В комнате ничего не изменилось. Те же занавески. Кровать за ширмой. Посредине — стол под тяжелой скатертью с бахромой.

Лена налила ему чаю. Намазала маслом булку. Глаза у нее бегали.

«Странная она сегодня», — подумал Шурка. Но он торопился рассказать ей свой план спасения Бобки.

Шурка тарахтел, в промежутках между словами кусал, глотал, едва прожевывая, запивал чаем. Лена ходила вокруг стола, из стороны в сторону.

— Скорее. Ешь скорее, — нервным шепотом стала говорить она. — Ужас… Как ты медленно жуешь!

Шурка перестал жевать.

По подоконнику застучал дождь.

Лена вздрогнула.

— Уф!

Она прижала пальцы к вискам.

— Пойми, я тебя не выгоняю, — тихо заговорила она.

По ее тону Шурка понял, что случилось что-то нехорошее.
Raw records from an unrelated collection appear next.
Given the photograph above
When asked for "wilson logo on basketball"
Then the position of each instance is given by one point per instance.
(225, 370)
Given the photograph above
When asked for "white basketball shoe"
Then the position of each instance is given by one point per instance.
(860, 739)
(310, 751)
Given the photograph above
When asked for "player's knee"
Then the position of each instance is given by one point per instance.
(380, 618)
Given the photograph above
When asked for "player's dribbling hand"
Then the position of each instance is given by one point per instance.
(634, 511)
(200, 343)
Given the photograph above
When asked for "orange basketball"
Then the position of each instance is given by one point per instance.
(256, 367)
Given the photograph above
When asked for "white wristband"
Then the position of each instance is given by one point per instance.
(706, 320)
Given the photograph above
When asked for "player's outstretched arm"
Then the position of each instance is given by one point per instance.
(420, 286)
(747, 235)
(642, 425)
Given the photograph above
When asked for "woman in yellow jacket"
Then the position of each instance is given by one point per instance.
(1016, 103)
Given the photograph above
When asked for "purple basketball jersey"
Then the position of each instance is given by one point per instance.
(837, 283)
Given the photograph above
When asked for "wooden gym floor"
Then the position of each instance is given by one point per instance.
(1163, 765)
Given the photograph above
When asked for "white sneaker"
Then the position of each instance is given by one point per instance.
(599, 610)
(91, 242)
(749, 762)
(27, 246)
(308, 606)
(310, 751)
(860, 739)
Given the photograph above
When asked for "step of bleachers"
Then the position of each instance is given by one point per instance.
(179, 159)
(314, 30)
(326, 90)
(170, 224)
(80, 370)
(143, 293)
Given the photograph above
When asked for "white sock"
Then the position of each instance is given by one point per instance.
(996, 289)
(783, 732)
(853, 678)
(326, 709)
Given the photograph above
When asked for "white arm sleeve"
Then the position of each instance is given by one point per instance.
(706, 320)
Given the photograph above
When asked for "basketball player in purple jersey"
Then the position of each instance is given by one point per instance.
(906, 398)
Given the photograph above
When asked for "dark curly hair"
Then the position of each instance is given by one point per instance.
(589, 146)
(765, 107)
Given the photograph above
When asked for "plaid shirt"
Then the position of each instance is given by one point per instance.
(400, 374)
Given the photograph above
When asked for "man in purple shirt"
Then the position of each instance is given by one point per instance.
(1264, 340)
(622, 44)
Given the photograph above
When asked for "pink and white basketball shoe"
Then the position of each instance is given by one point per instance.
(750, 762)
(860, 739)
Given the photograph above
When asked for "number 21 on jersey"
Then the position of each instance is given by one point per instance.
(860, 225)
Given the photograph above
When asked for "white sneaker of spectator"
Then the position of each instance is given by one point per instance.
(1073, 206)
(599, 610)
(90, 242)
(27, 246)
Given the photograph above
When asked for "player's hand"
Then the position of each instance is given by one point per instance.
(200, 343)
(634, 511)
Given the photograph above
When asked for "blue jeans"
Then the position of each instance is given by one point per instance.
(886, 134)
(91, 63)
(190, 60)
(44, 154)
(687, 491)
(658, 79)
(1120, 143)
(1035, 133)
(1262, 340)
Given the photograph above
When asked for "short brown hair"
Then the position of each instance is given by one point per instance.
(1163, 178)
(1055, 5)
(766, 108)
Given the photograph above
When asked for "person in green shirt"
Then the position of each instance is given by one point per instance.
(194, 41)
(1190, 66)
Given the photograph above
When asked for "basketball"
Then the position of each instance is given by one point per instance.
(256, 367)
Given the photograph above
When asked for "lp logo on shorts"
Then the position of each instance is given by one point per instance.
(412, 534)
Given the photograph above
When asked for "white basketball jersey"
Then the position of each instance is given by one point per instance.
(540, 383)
В голосе Лены был страх.

Она нервно озиралась на стены.

— Просто нельзя, — зашептала она. — Нельзя, чтобы нас вместе увидели.

Не выдержала. С треском раскрыла ширму, заслоняясь от стены. Видимо, глаза обычно появлялись там.

— Ты и я, — Лена быстро переводила палец с него на себя, туда-сюда. — Один и один. Понял? У меня мужа взяли, у тебя родителей, — она показала пальцами. — Получается двое. Значит, организация. А за организацию они наказывают особенно.

Шурка отставил чашку.

— Не смотри на меня так! Я не могу! Не могу! Понимаешь? Я должна быть тут. Чтобы он через десять лет меня нашел на том же месте. Иначе мы никогда больше не встретимся! Понимаешь?!

Шурке стало жаль ее.

Не за себя она боялась.

— Понимаю, — тихо сказал он. — Я пойду.

Она резко отодвинула стул, стоявший вплотную к столу. Села. Вздохнула.

— Доешь сначала.

И только тогда Шурка заметил на спинке ее стула пиджак. Точнее, форменный китель. На нем были голубые погончики. Голубые нашивки на воротнике.

Шурке показалось, что булка во рту превратилась в глину.

Лена стала одной из них! Лена, которая так ждала. Лена! У которой они забрали ее любовь.

А может, это не ее китель? Может, ее просто попросили постирать, почистить, погладить…

Конец, подумал Шурка.

Сердце бухало в груди.

Лена поймала его взгляд. Обернулась.

— А-а, — сказала она зло. — Увидел. Прекрасно.

И отвела глаза.

— Не бойся, — горько усмехнулась она. — Тебя не трону.

Она отвернулась к окну. По нему стекали капли.

Мало им было, что Лена должна была десять лет ждать. Вздрагивать от каждого стука. Лететь на каждый звонок. Они заставили ее служить им.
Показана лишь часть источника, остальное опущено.